Pierre-Jean Dessertine

L'homme retourne la terre : c'est comme cela qu'il peut planter ses salades, semer son blé, etc.

 Jan I Brueghel, Laboureur, à la charrue traînée par deux chevaux

Laboureur, à la charrue traînée par deux chevaux, par Jan I Brueghel
Dessin, fin XVIe s. - début XVIIe s. Palais des Beaux-Arts de Lille
© RMN / Hervé Lewandowski

Enfin, il la retourne moins maintenant que les mastodontes tracteurs le font à sa place.
Mais ce que je veux dire : que l'homme retourne la terre ne pose aucun problème écologique.
Les fourmis, elles aussi, retournent la terre ; et les taupes !
Le problème n'est pas, en soi, de retourner la terre.
Le problème, c'est pourquoi on la retourne.
Là s'oppose le jardinier du dimanche ou le petit agriculteur vivrier d'une part, et l'agriculteur qui retourne au tracteur la terre sur des centaines d'hectares en traçant de profonds sillons.
Le premier vit sa vie humaine d'interaction avec la nature, laquelle est nécessaire ; le second fait de la terre un matériau à exploiter comme capital.
C'est la distinction entre le but d'entretenir la vie et celui d'accumuler de la valeur d'échange (de l'argent) qui fait la différence essentielle du point de vue de l'écologie des comportements humains.
Mais ni dans l'un, ni dans l'autre, il n'y a respect de la nature.

Par contre, dans l'un, il y a respect de la vie humaine, pas dans l'autre où elle est sacrifiée à une passion de cupidité.
Vivre humainement, ce n'est certes pas dévaster des paysages pour satisfaire une passion, et n'en être jamais content.
Mais ce n'est pas non plus éviter de retourner la terre et demander pardon à la branche que l'on casse.
J'allais dire : il n'y a rien de plus artificiel que de respecter la nature !
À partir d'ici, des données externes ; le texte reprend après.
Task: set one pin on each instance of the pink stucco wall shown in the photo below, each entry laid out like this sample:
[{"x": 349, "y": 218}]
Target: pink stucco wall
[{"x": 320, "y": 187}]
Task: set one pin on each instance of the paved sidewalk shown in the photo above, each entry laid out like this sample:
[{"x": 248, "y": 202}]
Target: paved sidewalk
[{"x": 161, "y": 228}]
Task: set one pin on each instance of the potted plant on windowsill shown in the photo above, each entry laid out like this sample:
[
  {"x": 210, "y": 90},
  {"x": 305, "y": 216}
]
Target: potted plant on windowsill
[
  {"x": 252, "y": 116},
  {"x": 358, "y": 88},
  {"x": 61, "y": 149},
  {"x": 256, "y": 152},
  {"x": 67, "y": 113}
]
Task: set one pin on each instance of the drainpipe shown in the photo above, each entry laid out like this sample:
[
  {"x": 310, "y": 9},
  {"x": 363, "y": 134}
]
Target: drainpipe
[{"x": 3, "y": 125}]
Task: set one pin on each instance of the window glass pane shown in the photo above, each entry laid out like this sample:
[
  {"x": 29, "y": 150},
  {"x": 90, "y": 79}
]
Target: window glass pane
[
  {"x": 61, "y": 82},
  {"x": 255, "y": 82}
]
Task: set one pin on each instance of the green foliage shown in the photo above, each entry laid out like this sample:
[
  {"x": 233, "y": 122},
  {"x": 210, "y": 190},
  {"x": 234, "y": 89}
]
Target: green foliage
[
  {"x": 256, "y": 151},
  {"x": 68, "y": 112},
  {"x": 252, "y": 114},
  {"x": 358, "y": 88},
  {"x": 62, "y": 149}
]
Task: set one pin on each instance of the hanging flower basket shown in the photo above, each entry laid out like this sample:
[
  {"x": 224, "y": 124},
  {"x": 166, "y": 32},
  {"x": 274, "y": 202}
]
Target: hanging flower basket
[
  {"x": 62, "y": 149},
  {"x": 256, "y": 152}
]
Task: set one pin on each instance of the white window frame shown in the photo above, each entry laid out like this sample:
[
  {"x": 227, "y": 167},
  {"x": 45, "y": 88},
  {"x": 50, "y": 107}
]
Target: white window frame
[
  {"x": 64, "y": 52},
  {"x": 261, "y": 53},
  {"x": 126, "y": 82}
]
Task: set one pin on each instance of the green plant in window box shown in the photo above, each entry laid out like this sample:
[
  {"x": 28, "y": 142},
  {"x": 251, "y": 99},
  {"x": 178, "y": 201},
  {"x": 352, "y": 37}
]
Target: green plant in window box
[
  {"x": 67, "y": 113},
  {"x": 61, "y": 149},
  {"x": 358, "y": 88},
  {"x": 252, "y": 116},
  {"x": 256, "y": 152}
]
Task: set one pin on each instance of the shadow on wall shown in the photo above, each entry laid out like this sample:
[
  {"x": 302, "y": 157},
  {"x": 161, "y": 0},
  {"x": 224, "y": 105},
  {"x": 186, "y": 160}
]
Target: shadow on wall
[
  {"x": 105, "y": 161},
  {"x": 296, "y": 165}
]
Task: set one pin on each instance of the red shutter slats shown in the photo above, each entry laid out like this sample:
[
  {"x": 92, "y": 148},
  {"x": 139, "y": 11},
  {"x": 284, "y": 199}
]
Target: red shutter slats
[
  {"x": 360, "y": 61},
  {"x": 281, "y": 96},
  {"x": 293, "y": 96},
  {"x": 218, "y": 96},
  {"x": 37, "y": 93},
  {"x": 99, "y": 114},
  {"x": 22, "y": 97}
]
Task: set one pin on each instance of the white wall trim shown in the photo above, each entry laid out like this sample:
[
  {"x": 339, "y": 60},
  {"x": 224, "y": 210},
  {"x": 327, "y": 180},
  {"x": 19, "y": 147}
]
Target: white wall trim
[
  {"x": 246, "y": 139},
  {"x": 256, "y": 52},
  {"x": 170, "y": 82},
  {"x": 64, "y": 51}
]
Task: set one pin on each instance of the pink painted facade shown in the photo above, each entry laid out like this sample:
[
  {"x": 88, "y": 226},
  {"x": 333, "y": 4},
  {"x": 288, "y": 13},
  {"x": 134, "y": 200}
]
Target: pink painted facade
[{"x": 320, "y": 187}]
Notre époque apparaît osciller entre respecter la nature et courir la valeur d'échange : deux expressions d'une même aliénation humaine, et qui s'appellent l'une l'autre.
La liberté humaine est entre les deux, ou plutôt ailleurs, dans une relation d'utilisation de l'environnement naturel pour entretenir sa vie ; et, l'entretien de sa vie acquis, dans le prélèvement sur l'environnement naturel de ce qu'il faut – mais il faut si peu, quand on n'est pas dans une logique passionnelle, eu égard à la prodigalité de la biosphère – pour faire des œuvres qui, valorisant l'humanité, donnent valeur à sa propre vie. Je m'appuie ici sur la distinction du travail et de l'œuvre chez Hannah Arendt

Respecter la nature ? Non !
Mais se respecter soi-même (et donc autrui son semblable).  Toujours !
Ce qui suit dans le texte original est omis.